Love the format, and super cool to see a benchmark that so clearly shows DRAM refresh stalls, especially avoiding them via reverse engineering the channel layout! Ran it on my 9950X3D machine with dual-channel DDR5 and saw clear spikes from 70ns to 330ns every 15us or so.

The hedging technique is a cool demo too, but I’m not sure it’s practical.

At a high level it’s a bit contradictory; trying to reduce the tail latency of cold reads by doubling the cache footprint makes every other read even colder.

I understand the premise is “data larger than cache” given the clflush, but even then you’re spending 2x the memory bandwidth and cache pressure to shave ~250ns off spikes that only happen once every 15us. There’s just not a realistic scenario where that helps.

Especially HFT is significantly more complex than a huge lookup table in DRAM. In the time you spend doing a handful of 70ns DRAM reads, your competitor has done hundreds of reads from cache and a bunch of math. It’s just far better to work with what you can fit in cache. And to shrink what doesn’t as much as possible.

Another point about HFT - They're mostly using FPGAs (some use custom silicon) which means that they have much tighter control over how DRAM is accessed and how the memory controller is configured. They could implement this in hardware if they really need to, but it wouldn't be at the OS level.

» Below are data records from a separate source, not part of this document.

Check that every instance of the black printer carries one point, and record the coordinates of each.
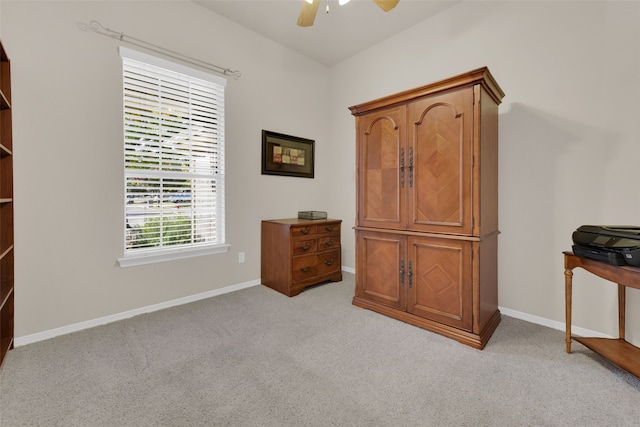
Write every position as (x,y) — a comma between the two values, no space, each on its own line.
(612,244)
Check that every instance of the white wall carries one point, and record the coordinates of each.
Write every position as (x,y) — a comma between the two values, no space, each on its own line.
(67,119)
(568,143)
(569,133)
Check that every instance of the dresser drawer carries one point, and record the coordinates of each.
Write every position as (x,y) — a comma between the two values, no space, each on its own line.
(305,267)
(305,246)
(306,230)
(328,242)
(329,262)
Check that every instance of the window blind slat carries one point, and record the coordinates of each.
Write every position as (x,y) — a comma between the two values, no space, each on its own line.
(173,146)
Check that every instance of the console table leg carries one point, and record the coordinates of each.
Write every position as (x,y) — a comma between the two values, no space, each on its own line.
(621,310)
(568,276)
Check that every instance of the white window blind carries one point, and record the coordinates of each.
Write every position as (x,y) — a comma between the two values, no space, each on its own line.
(173,156)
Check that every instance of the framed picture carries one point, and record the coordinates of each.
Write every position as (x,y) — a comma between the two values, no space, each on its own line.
(287,155)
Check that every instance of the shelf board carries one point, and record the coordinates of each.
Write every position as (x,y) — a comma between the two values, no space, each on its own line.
(4,296)
(618,351)
(4,151)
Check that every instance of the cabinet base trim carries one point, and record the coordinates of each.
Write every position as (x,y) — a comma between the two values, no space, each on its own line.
(477,341)
(296,288)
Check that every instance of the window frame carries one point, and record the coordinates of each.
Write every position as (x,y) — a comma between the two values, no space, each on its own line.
(139,256)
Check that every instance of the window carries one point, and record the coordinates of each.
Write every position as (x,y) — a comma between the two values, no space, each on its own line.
(173,160)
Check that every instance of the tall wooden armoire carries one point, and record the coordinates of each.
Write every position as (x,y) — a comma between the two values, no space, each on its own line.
(427,206)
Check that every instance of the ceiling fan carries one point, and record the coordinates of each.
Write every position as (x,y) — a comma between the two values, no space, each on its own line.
(310,9)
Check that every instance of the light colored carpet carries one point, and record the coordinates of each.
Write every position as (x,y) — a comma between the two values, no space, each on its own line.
(258,358)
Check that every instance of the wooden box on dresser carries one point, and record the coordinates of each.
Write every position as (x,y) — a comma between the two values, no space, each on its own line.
(6,209)
(427,206)
(297,253)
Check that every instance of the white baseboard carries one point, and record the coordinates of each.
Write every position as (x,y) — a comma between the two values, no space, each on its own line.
(41,336)
(582,332)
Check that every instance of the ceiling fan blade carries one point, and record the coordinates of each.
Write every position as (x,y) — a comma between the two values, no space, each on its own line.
(308,13)
(386,5)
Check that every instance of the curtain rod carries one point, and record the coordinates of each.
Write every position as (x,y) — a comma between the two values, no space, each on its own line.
(98,28)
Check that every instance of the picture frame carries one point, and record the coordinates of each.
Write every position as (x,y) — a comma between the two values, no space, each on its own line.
(287,155)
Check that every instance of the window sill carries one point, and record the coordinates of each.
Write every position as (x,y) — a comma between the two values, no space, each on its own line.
(153,257)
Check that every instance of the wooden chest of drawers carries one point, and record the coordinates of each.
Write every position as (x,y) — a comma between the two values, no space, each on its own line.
(297,253)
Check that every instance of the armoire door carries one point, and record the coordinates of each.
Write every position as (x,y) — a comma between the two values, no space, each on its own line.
(380,268)
(440,287)
(440,144)
(381,172)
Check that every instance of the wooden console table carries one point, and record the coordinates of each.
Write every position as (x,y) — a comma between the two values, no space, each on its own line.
(617,350)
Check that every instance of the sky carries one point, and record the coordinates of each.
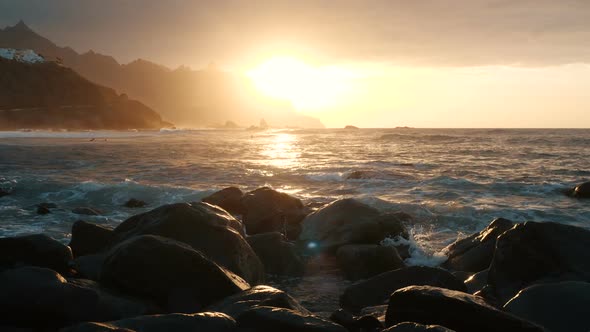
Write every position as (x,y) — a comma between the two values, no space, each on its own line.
(422,63)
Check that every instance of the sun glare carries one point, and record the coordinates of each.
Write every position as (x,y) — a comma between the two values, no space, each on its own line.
(305,86)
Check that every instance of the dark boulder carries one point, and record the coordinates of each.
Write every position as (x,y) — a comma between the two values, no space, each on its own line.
(559,307)
(42,298)
(134,203)
(199,322)
(455,310)
(268,210)
(376,290)
(278,256)
(206,228)
(348,221)
(474,253)
(87,211)
(169,272)
(267,296)
(415,327)
(229,199)
(361,261)
(580,191)
(37,250)
(263,318)
(88,238)
(538,252)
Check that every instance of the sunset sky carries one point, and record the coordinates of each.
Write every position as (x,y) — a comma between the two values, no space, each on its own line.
(424,63)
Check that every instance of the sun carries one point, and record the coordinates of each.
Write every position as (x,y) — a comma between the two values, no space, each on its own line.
(305,86)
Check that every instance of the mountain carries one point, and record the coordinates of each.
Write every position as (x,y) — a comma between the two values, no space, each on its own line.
(40,94)
(208,97)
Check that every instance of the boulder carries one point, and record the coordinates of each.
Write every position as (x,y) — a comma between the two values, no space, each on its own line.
(284,320)
(37,250)
(415,327)
(88,238)
(199,322)
(278,256)
(169,272)
(376,290)
(134,203)
(348,221)
(206,228)
(559,307)
(267,296)
(455,310)
(87,211)
(268,210)
(580,191)
(474,253)
(361,261)
(229,199)
(536,252)
(41,298)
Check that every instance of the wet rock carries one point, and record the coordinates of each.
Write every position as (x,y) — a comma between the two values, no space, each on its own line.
(415,327)
(37,250)
(261,295)
(361,261)
(229,199)
(455,310)
(278,256)
(206,228)
(580,191)
(348,221)
(87,211)
(201,322)
(539,252)
(88,238)
(42,298)
(284,320)
(134,203)
(376,290)
(169,272)
(474,253)
(559,307)
(268,210)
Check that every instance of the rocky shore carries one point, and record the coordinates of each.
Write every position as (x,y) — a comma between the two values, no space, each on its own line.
(206,266)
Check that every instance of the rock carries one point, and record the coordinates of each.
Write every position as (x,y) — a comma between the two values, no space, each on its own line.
(455,310)
(87,211)
(361,261)
(37,250)
(169,272)
(199,322)
(376,290)
(134,203)
(415,327)
(284,320)
(229,199)
(539,252)
(477,281)
(206,228)
(278,256)
(580,191)
(88,238)
(267,296)
(268,210)
(556,306)
(348,221)
(42,298)
(474,253)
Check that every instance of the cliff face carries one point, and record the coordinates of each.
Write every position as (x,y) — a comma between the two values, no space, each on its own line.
(184,96)
(45,95)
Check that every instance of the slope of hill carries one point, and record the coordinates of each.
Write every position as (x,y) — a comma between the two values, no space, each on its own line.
(43,94)
(184,96)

> At a high level it’s a bit contradictory; trying to reduce the tail latency of cold reads by doubling the cache footprint makes every other read even colder.

That’s my main hang up as well. On one hand this is undeniably cool work, but on the other, efficient cache usage is how you maximize throughput.

This optimizes for (narrow) tail latency, but I do wonder at what performance cost. I would be super interested in hearing about real world use cases.

This might be useful in a case where a small lookup or similar is often pushed out from cache such that lookups are usually cold. Yet lookup data might by small enough to not cause issue with cache pollution, increased bandwidth or memory consumption.

In this case it’s better to asynchronously bring the data into the cache, which you can do with a prefetch shortly before the read.

Perhaps. Then again, if your target is to reduce dram refresh induced latency, you might not have time to prefetch either.

It could be massively improved with a special CPU instruction for racing dram reads. That might make it actually useful for real applications. As it is, the threading model she used here would make it incredibly difficult to use this in a real program.

There’s no point racing DRAM reads explicitly. Refreshes are infrequent and the penalty is like 5x on an already fast operation, 1% of the time.

What’s better is to “race” against cache, which is 100x faster than DRAM. CPUs already of do this for independent loads via out-of-order execution. While one load is stalled waiting for DRAM, another can hit the cache and do some compute in parallel. It’s all already handled at the microarchitectural level.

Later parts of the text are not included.